The fused-glass process enables Switchables to create a new generation of nightlight covers like none you've ever seen before. Instead of being folded and soldered like traditional Switchables covers, these pieces of glass are fused together with flash heat for more brilliant colors and intricate designs with no metal borders. Bits and strips of glass are bonded to a slightly curved, clear or colored background panel.
You can identify a fused-glass Switchables cover by its "SF" item number. Traditional Switchables start with "SW".

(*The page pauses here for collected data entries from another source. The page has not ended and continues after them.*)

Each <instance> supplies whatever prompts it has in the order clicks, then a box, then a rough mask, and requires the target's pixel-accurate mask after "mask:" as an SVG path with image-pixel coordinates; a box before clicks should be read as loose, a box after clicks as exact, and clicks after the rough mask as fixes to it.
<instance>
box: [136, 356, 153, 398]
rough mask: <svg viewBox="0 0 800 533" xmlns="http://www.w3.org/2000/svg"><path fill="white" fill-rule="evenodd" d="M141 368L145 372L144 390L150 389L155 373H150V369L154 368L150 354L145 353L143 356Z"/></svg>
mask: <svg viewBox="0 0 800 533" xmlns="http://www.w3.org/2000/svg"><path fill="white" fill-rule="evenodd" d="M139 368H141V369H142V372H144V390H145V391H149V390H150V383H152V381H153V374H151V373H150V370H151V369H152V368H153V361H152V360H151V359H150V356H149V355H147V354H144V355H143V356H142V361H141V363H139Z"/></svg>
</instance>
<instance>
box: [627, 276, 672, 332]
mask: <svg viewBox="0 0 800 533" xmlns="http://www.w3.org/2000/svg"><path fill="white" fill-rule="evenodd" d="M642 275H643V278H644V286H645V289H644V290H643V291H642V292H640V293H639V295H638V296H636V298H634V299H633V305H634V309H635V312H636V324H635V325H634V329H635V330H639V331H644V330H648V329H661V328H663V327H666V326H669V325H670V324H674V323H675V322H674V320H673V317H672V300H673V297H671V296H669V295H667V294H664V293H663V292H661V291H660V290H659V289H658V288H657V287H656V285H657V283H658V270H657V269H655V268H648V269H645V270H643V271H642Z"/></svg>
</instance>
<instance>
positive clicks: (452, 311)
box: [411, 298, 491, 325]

This is not a self-contained night light. Switchables stained glass night light covers are designed to be used with the Switchables Nightlight Fixture (sold separately). Switchables are "switchable" because you can easily swap any one of our covers onto the same simple fixture. You can also use your Switchables cover as a suncatcher, a Christmas ornament, or with any other kind of light source. To display your Switchables cover in a window, add the optional suction cup. Switchables make gift-giving easy: Start your recipient out with a fixture and one or two covers, then buy him or her new covers on future gift-giving occasions.
Are you curious...?
"Camper" means different things to different people, ranging from recreational vehicles with all the comforts of home on wheels to camper shells -- simple caps for a pickup truck bed. Travel trailers (or caravans) like the one depicted on our night light cover fall in the middle of the spectrum.
Caravans got their start with Europe's nomadic Gypsies, who are more politely called the Romani people. Over time the Gypsies transformed their basic wagons into portable homes that were more comfortable and secure than their traditional tents. In 1879 Samuel White Baker bought an actual Gypsy caravan and shipped it back to Cyprus, where he took it on tour. In 1880 the Bristol Carriage Company built the first recreational trailer. By 1901 "caravanning" was a mainstream craze. Travel trailers didn't catch on in the US until "tin can tourists" popularized them in the 1920s. Throughout the '30s and '40s campers became larger and more liveable and came to be called "house trailers." By the 1950s they reached their extreme form as the "mobile homes" that we're still familiar with today.